Scattering length from accurate ab initio interaction potential of the NaLi molecule in the a³Σ⁺ electronic state

Ultracold polar and magnetic ²³Na⁶Li molecules in the rovibrational ground state of the lowest triplet a³Σ⁺ electronic state have been recently produced [1,2]. Here, we present the calculation of the electronic and rovibrational structure of these 14-electron molecules with spectroscopic accuracy (<0.5 cm^-1) using state-of-the-art ab initio methods of quantum chemistry [3]. We employ the hierarchy of the coupled-cluster wave functions and Gaussian basis sets extrapolated to the complete basis set limit. We show that the inclusion of higher-level excitations, core-electron correlation, relativistic, QED, and adiabatic corrections is necessary to reproduce accurately the scattering and spectroscopic properties of alkali-metal systems.
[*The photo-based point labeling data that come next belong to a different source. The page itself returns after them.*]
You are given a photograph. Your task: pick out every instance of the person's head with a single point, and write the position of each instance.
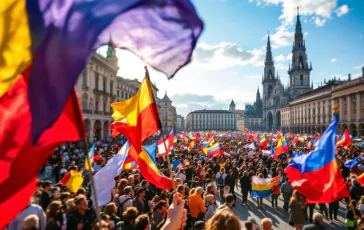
(199, 225)
(53, 208)
(141, 192)
(210, 199)
(161, 206)
(223, 219)
(199, 190)
(110, 209)
(46, 185)
(318, 218)
(128, 190)
(142, 222)
(266, 224)
(229, 199)
(31, 222)
(130, 214)
(55, 192)
(81, 203)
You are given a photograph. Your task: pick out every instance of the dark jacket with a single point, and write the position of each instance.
(314, 227)
(76, 218)
(44, 200)
(138, 204)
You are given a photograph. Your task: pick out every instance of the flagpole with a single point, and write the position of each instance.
(164, 143)
(93, 186)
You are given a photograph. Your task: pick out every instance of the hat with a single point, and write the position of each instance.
(209, 197)
(199, 224)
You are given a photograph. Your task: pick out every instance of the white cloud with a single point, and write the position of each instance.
(320, 12)
(226, 55)
(344, 9)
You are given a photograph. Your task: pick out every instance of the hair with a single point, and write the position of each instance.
(110, 209)
(79, 198)
(229, 198)
(141, 222)
(130, 214)
(53, 208)
(223, 219)
(31, 222)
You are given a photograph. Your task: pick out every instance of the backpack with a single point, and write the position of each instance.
(121, 209)
(220, 180)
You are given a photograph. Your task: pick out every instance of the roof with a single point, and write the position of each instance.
(211, 111)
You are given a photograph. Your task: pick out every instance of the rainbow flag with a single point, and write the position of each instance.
(317, 175)
(262, 187)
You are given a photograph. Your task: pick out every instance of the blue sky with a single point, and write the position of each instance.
(229, 59)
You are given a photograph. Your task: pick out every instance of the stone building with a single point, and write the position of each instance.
(180, 123)
(312, 111)
(97, 90)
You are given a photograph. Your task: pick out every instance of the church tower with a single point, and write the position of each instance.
(299, 70)
(269, 78)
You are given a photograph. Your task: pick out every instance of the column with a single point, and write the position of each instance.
(358, 107)
(348, 102)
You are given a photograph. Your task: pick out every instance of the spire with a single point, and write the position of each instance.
(268, 56)
(298, 23)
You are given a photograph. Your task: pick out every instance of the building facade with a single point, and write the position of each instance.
(312, 111)
(275, 94)
(180, 123)
(97, 89)
(167, 113)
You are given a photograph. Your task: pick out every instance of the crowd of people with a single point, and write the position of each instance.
(204, 182)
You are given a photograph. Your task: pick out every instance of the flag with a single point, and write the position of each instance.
(169, 140)
(20, 160)
(262, 187)
(51, 36)
(73, 180)
(263, 141)
(281, 147)
(361, 179)
(104, 179)
(345, 139)
(351, 163)
(317, 175)
(214, 150)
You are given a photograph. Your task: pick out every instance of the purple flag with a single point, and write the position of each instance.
(66, 33)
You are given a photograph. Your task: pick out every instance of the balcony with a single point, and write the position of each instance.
(84, 87)
(88, 111)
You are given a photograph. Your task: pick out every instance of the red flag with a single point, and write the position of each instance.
(20, 161)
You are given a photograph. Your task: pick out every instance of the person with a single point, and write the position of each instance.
(125, 200)
(31, 209)
(196, 205)
(286, 190)
(229, 202)
(45, 199)
(223, 219)
(220, 181)
(83, 217)
(297, 215)
(266, 224)
(351, 216)
(142, 222)
(110, 209)
(317, 223)
(210, 206)
(31, 222)
(140, 203)
(246, 185)
(159, 212)
(231, 181)
(53, 210)
(275, 195)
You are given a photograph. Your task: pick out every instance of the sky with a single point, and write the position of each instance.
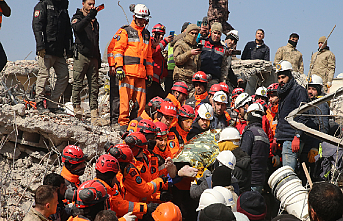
(310, 19)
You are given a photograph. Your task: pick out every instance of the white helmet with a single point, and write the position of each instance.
(227, 159)
(220, 96)
(283, 66)
(226, 194)
(261, 91)
(315, 79)
(242, 99)
(205, 111)
(141, 11)
(208, 197)
(229, 133)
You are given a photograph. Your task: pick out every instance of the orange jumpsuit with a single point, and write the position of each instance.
(121, 206)
(131, 49)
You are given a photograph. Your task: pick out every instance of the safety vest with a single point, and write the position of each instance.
(170, 61)
(131, 49)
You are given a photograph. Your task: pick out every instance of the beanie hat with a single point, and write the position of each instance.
(184, 26)
(216, 26)
(322, 39)
(216, 212)
(252, 204)
(221, 176)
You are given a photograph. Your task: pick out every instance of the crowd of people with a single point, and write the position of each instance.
(138, 179)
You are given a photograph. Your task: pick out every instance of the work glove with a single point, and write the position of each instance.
(41, 53)
(92, 13)
(120, 74)
(295, 144)
(149, 81)
(276, 161)
(129, 217)
(311, 154)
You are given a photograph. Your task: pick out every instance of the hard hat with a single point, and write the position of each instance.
(261, 91)
(226, 194)
(167, 212)
(200, 76)
(205, 111)
(315, 79)
(141, 11)
(147, 126)
(283, 66)
(236, 92)
(225, 87)
(180, 87)
(242, 99)
(214, 88)
(168, 108)
(272, 88)
(159, 28)
(234, 33)
(107, 163)
(229, 133)
(186, 111)
(227, 159)
(73, 154)
(163, 129)
(208, 197)
(90, 193)
(220, 96)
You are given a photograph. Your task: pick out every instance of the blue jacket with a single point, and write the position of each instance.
(290, 97)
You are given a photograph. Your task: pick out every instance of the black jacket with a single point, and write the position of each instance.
(51, 27)
(86, 35)
(290, 95)
(252, 52)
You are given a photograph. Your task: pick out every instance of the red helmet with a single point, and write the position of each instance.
(136, 139)
(272, 88)
(180, 87)
(107, 163)
(147, 126)
(200, 76)
(237, 91)
(159, 28)
(187, 111)
(214, 88)
(73, 154)
(163, 129)
(225, 87)
(168, 108)
(90, 193)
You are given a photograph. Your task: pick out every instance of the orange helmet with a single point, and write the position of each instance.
(167, 212)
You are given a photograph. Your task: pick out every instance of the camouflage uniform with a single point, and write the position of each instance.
(218, 11)
(186, 63)
(291, 54)
(324, 66)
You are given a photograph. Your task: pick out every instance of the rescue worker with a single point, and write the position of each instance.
(160, 63)
(255, 143)
(53, 34)
(323, 63)
(202, 121)
(187, 56)
(213, 58)
(291, 95)
(291, 54)
(6, 11)
(242, 103)
(200, 81)
(221, 119)
(74, 166)
(106, 169)
(87, 58)
(130, 60)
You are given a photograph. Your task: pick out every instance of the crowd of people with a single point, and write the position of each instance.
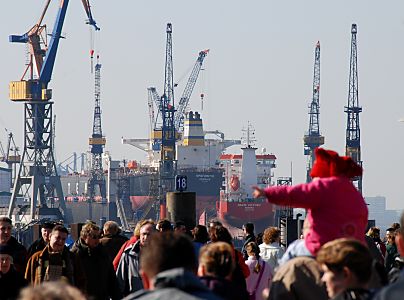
(338, 257)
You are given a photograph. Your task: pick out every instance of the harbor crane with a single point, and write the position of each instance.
(313, 138)
(353, 137)
(37, 169)
(167, 166)
(97, 143)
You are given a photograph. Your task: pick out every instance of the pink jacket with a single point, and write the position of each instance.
(335, 209)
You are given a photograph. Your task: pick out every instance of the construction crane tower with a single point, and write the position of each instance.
(168, 134)
(313, 138)
(37, 169)
(353, 138)
(97, 143)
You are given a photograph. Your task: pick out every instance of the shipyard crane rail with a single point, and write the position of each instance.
(313, 138)
(38, 168)
(186, 95)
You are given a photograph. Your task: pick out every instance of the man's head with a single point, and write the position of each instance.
(90, 234)
(178, 253)
(6, 226)
(146, 229)
(346, 263)
(400, 237)
(179, 226)
(111, 228)
(58, 238)
(248, 228)
(46, 229)
(6, 258)
(391, 236)
(164, 225)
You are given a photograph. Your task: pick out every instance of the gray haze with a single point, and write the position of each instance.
(259, 69)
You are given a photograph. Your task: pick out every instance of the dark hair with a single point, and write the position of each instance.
(200, 234)
(217, 258)
(349, 253)
(164, 225)
(6, 219)
(271, 234)
(249, 227)
(60, 228)
(221, 234)
(178, 252)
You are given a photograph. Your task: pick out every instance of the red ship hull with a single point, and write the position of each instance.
(261, 214)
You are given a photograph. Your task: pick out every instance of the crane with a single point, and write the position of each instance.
(38, 168)
(313, 138)
(353, 138)
(183, 103)
(97, 143)
(168, 132)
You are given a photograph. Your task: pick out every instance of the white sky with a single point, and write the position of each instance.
(260, 69)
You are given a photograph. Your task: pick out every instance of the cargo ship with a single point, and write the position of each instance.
(242, 171)
(197, 157)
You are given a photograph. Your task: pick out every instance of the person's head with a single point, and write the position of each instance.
(390, 236)
(212, 224)
(90, 234)
(6, 225)
(271, 235)
(216, 259)
(179, 226)
(328, 163)
(374, 233)
(146, 228)
(57, 238)
(178, 253)
(6, 258)
(111, 228)
(200, 234)
(220, 234)
(346, 263)
(248, 228)
(399, 239)
(164, 225)
(52, 290)
(46, 229)
(395, 226)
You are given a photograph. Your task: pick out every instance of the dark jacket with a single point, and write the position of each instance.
(354, 294)
(127, 273)
(99, 273)
(224, 288)
(248, 239)
(112, 244)
(394, 291)
(10, 284)
(36, 246)
(37, 264)
(177, 284)
(19, 255)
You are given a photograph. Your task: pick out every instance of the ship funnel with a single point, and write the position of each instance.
(193, 130)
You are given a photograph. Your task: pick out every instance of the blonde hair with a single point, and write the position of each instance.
(53, 290)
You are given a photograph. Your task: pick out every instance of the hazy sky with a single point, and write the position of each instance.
(259, 69)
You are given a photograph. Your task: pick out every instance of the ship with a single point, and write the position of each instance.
(197, 157)
(242, 171)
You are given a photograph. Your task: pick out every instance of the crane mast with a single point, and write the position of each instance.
(313, 138)
(168, 136)
(97, 143)
(186, 95)
(37, 169)
(353, 139)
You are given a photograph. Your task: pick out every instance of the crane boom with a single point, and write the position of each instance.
(186, 95)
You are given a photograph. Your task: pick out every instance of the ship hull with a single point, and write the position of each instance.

We obtain the well depth, D_e=229.9(5) cm^-1, the dissociation energy, D₀=208.2(5) cm^-1, and the scattering length, a_s=-84(+25)(-41) bohr, in good agreement with recent experimental measurements. The scattering length is predicted without any adjustment to experimental data for the first time for alkali-metal-atom collisions. We predict the permanent electric dipole moment in the rovibrational ground state, d₀=0.167(1) debye. These values are obtained without any adjustment to experimental data, showing that quantum chemistry methods are capable of predicting scattering properties of many-electron systems, provided relatively weak interaction and small reduced mass of the system.